Two medications can help prevent RSV:
- A monthly injection of a medication called palivizumab. Only certain young children are eligible for it, particularly those who are born prematurely, or have lung disease, neuromuscular disease, heart disease, or a weakened immune system. While palivizumab is generally given between September and March or April (the months we have traditionally seen cases), the American Academy of Pediatrics (AAP) encourages giving it in the months in between as well, due to the rise in cases outside of those months.
- A single injection of a new medication called nirsevimab that lasts five months. This shot helps prevent or lessen the severity of RSV between late fall to early spring when the virus is most likely to occur. It is recommended for all babies under eight months and young children between eight and 19 months who are at high risk of becoming very sick if they get RSV.

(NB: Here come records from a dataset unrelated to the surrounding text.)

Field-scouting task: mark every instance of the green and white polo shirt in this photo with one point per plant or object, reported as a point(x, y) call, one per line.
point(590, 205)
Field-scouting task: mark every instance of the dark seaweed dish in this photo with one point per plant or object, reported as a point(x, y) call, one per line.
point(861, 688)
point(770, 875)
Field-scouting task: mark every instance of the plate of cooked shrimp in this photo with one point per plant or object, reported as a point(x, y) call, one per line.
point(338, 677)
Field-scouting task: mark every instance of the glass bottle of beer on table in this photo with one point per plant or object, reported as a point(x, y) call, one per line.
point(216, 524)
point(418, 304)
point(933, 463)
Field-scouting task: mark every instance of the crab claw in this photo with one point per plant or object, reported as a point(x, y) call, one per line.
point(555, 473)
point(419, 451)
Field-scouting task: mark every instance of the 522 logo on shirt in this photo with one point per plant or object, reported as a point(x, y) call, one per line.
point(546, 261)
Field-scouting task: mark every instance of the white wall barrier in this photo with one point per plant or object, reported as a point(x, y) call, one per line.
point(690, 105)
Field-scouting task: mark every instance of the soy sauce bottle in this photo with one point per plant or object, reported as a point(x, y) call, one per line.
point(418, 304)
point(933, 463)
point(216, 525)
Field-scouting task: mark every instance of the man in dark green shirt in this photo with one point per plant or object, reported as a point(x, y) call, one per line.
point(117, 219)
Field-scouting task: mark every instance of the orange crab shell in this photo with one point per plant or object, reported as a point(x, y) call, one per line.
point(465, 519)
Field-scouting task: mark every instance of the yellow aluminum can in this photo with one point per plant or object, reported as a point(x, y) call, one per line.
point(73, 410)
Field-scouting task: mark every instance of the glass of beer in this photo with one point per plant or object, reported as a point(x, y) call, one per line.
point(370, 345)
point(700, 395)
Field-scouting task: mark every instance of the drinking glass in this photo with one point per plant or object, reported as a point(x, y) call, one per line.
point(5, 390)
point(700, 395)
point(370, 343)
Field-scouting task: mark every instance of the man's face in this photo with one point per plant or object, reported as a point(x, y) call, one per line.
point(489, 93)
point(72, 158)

Ask your doctor if your child is eligible for one of these options.
How is RSV treated?
There really aren't effective medications for RSV infections; all we can do is help people get through it. Most of the time, this means using saline sprays, a humidifier, acetaminophen or ibuprofen, and other things we do for the common cold. But some children need to come into the hospital, usually because of trouble breathing known as respiratory distress.
What are the symptoms of respiratory distress?
Parents should be watchful when children develop cold symptoms. This is especially important for children who have any of the health problems mentioned above.
Watch for any signs of trouble breathing, such as
- a very frequent cough
- audible wheezing
- sucking in around the ribs with breathing
- flaring of the nostrils
- trouble talking, or a weak cry
- pallor or a blue tinge to the skin
- unusual sleepiness or weakness.
If any of those happen, seek medical attention immediately. If none of these are happening but the child has a bad cough or high fever, it's worth a call to the doctor to check in.
Meanwhile, make sure you and your family cover coughs (with an elbow or a tissue, not your hand) and wash hands often with soap and water or hand sanitizer. While many people have stopped wearing masks, a well-fitted mask can help prevent RSV and other respiratory illnesses. Talk to your doctor about cases of RSV — and COVID-19 — in your community, so that you can make the best decision for you and your family.